A young woman and man wearing all black, leather jackets and vintage hats standing on a stairwell in Afflecks.

Afflecks shoppers Lilith Morris and Damien Smiler. Photo: Chris Bethell

What has always made Afflecks unique, though, is more than just shops and celebrities. It’s a hangout; a safe space for exploring one’s identity.

Manchester drag performer Liquorice Black – star of Channel 4’s Drag SOS – remembers once being called a vampire while walking through the nearby Arndale shopping centre. “I’m not a vampire,” the 29-year-old writes in the newly released Afflecks 40 book. “But I’m sure a vampire could shop in Afflecks and nobody would bat an eyelid.”

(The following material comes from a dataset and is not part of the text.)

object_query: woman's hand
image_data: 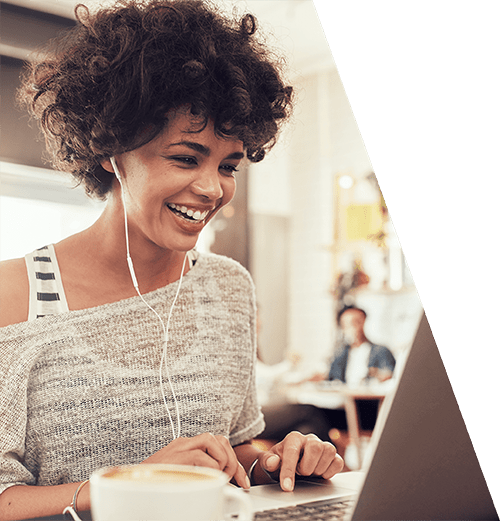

Yet, as this celebrated venue now marks its 40th anniversary, one might question if what is essentially a middle-aged institution can really continue to claim to be a beacon of youth?

The back entrance to Afflecks, showing the famous mural 'And on the sixth day, God created Manchester'.

Photo: Chris Bethell

Today, Afflecks – which was founded by husband and wife James and Elaine Walsh – is owned by a multi-million-pound property company, Bruntwood. It has become so much a part of Manchester’s mainstream fabric that the local council describes it as both a tourist attraction and economic driver. Where it once sat in a neighbourhood best known for petty crime, sex shops and failing streetlights, four decades of gentrification – bars! Restaurants! Shoebox-sized apartments! – have transformed the surrounding streets into one of the country’s most eulogised districts: the Northern Quarter.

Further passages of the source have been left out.